By Christopher Zoukis

On May 2, 2013, Maryland became the sixth state in six years to abolish the death penalty, and the 18th state – along with the District of Columbia – that has rejected capital punishment. Maryland is the first Southern state to forgo executions in nearly half a century, joining West Virginia, with its 1964 repeal, as the only states below the Mason-Dixon Line without capital punishment on the books. 

Maryland Governor Martin O’Malley, a Democrat who has been fighting the state’s death penalty with legislative efforts since 2007, and who signed the repeal bill, said in a press release, “Maryland has effectively eliminated a policy that is proven not to work. Evidence shows that the death penalty is not a deterrent, it cannot be administered without racial bias, and it costs three times as much as life in prison without parole.” He added, “Furthermore, there is no way to reverse a mistake if an innocent person is put to death.”

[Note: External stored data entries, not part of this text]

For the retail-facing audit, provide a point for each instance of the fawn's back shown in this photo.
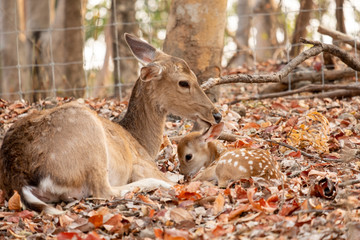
(198, 151)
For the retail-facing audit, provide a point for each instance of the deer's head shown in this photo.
(172, 84)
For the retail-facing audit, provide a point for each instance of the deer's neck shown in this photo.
(144, 120)
(214, 152)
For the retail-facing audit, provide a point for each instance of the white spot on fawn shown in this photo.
(242, 169)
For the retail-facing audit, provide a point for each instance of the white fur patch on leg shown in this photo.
(33, 200)
(147, 184)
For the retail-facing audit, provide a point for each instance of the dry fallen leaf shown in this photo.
(15, 202)
(219, 204)
(180, 214)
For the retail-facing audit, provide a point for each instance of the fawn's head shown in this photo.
(196, 150)
(171, 84)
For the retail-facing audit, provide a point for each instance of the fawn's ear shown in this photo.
(213, 132)
(144, 52)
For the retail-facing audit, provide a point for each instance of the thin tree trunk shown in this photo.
(67, 42)
(8, 50)
(103, 76)
(340, 19)
(123, 18)
(243, 10)
(195, 32)
(302, 21)
(37, 22)
(265, 26)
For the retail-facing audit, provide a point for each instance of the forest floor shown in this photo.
(319, 198)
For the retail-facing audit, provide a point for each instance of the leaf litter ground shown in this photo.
(317, 200)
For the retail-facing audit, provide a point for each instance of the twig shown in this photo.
(350, 182)
(118, 201)
(308, 88)
(303, 152)
(314, 76)
(278, 76)
(332, 94)
(323, 211)
(339, 36)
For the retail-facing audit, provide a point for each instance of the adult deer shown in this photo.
(69, 152)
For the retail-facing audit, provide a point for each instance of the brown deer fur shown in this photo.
(69, 152)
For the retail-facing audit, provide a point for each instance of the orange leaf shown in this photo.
(93, 236)
(184, 195)
(158, 233)
(295, 154)
(97, 220)
(193, 186)
(174, 234)
(15, 202)
(219, 204)
(220, 230)
(242, 208)
(289, 208)
(227, 192)
(240, 192)
(250, 195)
(146, 199)
(68, 236)
(151, 213)
(251, 125)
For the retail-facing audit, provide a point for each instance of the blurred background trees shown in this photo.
(76, 48)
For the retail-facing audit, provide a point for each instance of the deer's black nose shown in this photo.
(217, 117)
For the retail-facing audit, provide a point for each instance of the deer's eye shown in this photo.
(184, 84)
(188, 157)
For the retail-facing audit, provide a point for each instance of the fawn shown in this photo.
(198, 150)
(69, 152)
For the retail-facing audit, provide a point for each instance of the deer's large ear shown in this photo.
(213, 132)
(144, 52)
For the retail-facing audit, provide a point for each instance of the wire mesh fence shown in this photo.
(99, 63)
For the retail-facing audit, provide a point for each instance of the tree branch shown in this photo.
(278, 76)
(339, 36)
(308, 88)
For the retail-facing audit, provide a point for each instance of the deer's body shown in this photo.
(197, 151)
(69, 152)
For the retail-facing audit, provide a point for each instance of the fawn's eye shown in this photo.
(188, 157)
(184, 84)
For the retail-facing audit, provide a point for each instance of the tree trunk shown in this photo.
(302, 21)
(37, 22)
(243, 10)
(8, 50)
(67, 48)
(103, 76)
(195, 32)
(123, 20)
(340, 19)
(265, 30)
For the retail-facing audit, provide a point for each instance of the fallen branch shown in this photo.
(303, 152)
(278, 76)
(308, 88)
(339, 36)
(350, 182)
(327, 75)
(333, 94)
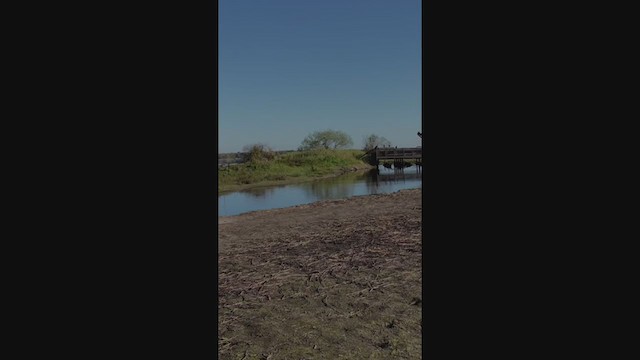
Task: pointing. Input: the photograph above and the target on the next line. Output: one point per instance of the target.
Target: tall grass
(295, 165)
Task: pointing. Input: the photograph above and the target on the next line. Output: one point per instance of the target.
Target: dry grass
(331, 280)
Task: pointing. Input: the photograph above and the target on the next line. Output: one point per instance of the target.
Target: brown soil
(335, 279)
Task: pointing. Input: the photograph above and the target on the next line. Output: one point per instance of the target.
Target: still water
(355, 184)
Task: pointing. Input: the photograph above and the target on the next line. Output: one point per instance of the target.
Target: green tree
(328, 139)
(257, 152)
(374, 140)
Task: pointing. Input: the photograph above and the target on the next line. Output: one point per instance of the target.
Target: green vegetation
(328, 139)
(265, 167)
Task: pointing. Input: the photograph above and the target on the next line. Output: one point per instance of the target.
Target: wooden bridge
(397, 155)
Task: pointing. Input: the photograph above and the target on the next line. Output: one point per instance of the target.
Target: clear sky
(290, 67)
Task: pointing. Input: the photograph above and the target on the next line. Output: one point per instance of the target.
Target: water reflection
(377, 181)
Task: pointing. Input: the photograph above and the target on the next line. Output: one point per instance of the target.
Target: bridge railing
(399, 153)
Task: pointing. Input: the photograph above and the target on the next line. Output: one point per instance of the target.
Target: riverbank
(332, 279)
(290, 168)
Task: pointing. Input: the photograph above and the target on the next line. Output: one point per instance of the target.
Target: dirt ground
(338, 279)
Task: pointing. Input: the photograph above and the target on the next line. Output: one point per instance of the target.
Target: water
(373, 182)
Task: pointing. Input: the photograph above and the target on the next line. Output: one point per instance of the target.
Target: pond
(353, 184)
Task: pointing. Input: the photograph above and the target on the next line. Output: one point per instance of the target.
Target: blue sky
(290, 67)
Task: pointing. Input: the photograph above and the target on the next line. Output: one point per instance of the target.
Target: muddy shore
(333, 279)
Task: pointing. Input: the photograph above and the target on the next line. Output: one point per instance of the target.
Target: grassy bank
(288, 168)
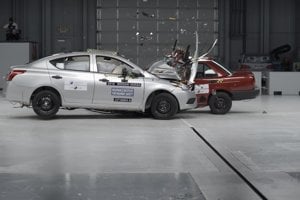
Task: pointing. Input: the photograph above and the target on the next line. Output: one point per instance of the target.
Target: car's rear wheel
(164, 106)
(220, 103)
(46, 104)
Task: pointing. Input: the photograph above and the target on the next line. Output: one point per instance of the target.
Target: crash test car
(213, 84)
(95, 79)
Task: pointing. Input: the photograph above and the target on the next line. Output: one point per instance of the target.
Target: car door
(72, 77)
(114, 90)
(205, 81)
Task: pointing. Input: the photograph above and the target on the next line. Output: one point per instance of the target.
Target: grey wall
(269, 24)
(145, 30)
(69, 25)
(56, 25)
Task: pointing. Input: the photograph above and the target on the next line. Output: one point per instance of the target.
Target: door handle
(103, 80)
(57, 77)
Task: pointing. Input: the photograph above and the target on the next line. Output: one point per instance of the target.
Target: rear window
(74, 63)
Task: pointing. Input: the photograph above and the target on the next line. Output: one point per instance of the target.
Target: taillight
(14, 73)
(244, 67)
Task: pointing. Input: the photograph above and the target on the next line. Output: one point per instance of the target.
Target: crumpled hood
(164, 71)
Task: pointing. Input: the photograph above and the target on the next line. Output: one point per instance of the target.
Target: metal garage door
(145, 30)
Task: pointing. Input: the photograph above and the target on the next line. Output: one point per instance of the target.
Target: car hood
(164, 71)
(242, 73)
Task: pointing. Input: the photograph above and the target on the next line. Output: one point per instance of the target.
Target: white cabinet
(15, 53)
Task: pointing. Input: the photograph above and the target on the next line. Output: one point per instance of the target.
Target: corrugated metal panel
(145, 30)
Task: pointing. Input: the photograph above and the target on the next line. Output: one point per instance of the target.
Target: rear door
(114, 90)
(72, 77)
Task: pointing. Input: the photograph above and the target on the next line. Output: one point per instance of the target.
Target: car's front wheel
(46, 104)
(220, 103)
(164, 106)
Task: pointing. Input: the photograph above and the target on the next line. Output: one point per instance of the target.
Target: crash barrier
(284, 83)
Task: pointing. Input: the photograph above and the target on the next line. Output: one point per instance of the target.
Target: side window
(75, 63)
(205, 71)
(108, 65)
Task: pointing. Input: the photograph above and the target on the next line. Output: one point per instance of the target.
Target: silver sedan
(94, 79)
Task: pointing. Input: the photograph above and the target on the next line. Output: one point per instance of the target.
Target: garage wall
(69, 25)
(269, 24)
(56, 25)
(145, 30)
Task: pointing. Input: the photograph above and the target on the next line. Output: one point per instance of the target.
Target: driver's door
(113, 88)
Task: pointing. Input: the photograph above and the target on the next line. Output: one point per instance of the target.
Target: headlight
(180, 85)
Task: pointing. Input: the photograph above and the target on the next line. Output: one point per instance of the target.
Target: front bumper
(245, 94)
(186, 99)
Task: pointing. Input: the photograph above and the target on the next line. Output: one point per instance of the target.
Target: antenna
(174, 46)
(210, 49)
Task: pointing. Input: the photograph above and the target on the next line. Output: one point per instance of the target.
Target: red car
(214, 85)
(218, 87)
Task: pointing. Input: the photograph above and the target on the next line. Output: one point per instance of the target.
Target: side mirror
(124, 74)
(137, 73)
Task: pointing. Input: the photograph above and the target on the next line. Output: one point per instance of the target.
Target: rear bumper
(245, 94)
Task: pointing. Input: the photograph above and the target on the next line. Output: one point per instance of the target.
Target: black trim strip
(263, 197)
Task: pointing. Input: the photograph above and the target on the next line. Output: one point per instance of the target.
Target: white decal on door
(75, 85)
(202, 89)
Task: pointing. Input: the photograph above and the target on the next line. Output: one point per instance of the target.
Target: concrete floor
(86, 155)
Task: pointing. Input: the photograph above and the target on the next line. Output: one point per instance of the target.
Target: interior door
(72, 77)
(205, 78)
(114, 89)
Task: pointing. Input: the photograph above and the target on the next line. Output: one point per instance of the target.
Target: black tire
(46, 104)
(164, 106)
(220, 103)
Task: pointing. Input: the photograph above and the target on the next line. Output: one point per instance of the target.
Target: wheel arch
(156, 92)
(222, 90)
(45, 88)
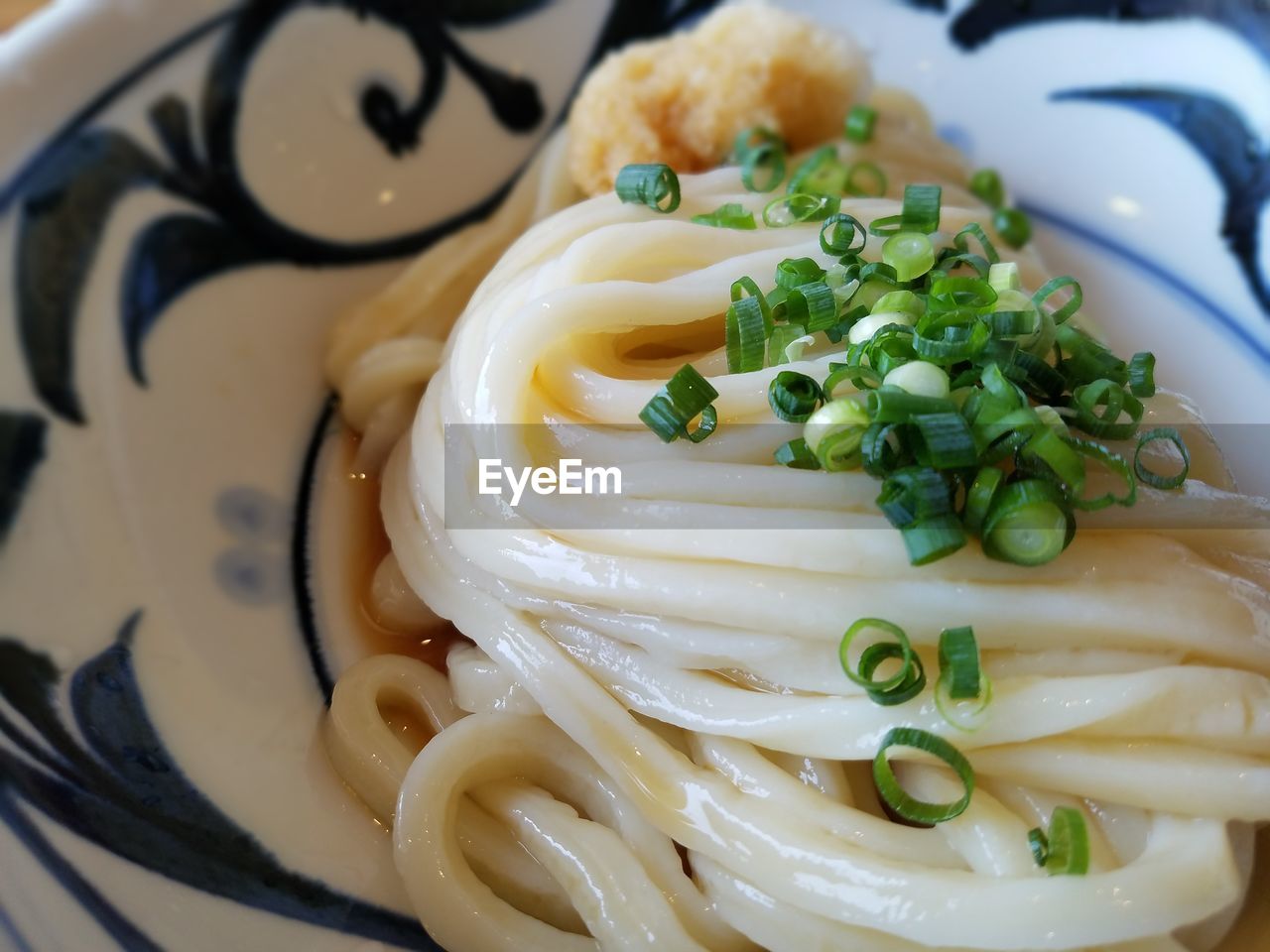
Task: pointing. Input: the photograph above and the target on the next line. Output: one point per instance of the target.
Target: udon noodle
(645, 740)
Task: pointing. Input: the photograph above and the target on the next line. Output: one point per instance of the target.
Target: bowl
(190, 193)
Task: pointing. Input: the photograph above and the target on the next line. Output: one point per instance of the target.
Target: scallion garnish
(865, 179)
(1066, 849)
(794, 397)
(910, 253)
(961, 680)
(839, 232)
(894, 794)
(685, 397)
(1074, 302)
(763, 168)
(978, 395)
(728, 216)
(985, 185)
(1100, 407)
(919, 212)
(797, 456)
(833, 433)
(1153, 479)
(1012, 225)
(799, 207)
(903, 684)
(798, 271)
(1029, 524)
(653, 184)
(860, 122)
(959, 662)
(1142, 373)
(1115, 463)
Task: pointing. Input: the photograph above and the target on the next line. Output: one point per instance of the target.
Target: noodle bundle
(647, 742)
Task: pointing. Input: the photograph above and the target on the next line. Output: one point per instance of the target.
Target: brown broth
(367, 546)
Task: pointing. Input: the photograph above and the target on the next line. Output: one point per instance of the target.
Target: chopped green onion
(959, 662)
(1086, 359)
(1142, 373)
(685, 397)
(1003, 276)
(962, 715)
(893, 793)
(821, 173)
(866, 180)
(979, 497)
(834, 433)
(919, 212)
(812, 304)
(887, 405)
(867, 327)
(930, 539)
(798, 271)
(762, 168)
(961, 678)
(1115, 463)
(1037, 377)
(799, 207)
(961, 240)
(947, 439)
(921, 208)
(779, 343)
(1066, 851)
(1098, 407)
(794, 397)
(838, 235)
(752, 139)
(905, 301)
(1028, 525)
(985, 185)
(951, 336)
(902, 685)
(1074, 302)
(844, 324)
(733, 214)
(960, 294)
(797, 456)
(910, 253)
(860, 122)
(1014, 324)
(911, 687)
(1012, 225)
(653, 184)
(883, 449)
(1051, 449)
(912, 495)
(748, 286)
(919, 377)
(746, 331)
(1155, 479)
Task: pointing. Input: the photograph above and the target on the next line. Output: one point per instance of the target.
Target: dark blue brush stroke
(22, 449)
(63, 213)
(1225, 320)
(300, 563)
(1233, 153)
(10, 928)
(983, 19)
(67, 194)
(122, 789)
(167, 259)
(119, 928)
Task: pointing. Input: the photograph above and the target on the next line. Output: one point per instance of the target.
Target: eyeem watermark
(572, 479)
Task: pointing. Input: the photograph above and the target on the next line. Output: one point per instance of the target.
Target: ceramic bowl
(190, 190)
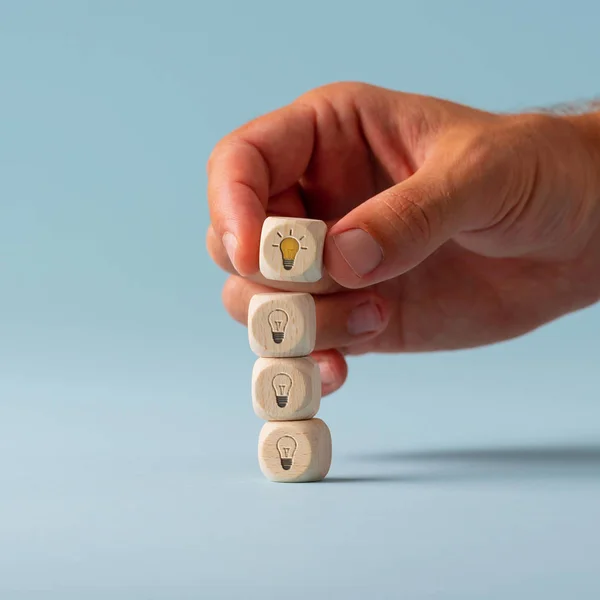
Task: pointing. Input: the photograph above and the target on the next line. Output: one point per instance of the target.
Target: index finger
(259, 160)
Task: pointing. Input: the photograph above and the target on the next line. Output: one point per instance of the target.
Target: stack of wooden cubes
(286, 383)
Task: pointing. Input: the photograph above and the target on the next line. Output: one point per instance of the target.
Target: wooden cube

The death penalty repeal, which goes into effect on October 1, 2013, does not explicitly apply to the five men currently on Maryland’s death row. The state’s last execution took place in 2005 when Governor Robert Ehrlich was in office. Present law allows the governor to commute the condemned prisoners’ sentences to life without parole, and O’Malley has said he will consider doing so on a case-by-case basis.

Kirk Bloodsworth, a Maryland man who was the first person in the U.S. to be freed from death row based on DNA evidence, attended the signing ceremony for the repeal bill. “Twenty-eight years ago I was sitting in a death row cell, and it became clear to me that we could execute an innocent man,” he stated. Bloodsworth, who was wrongly sentenced to death for the murder of a 9-year-old girl, said at a news conference, “No innocent person will ever be executed in this state again.”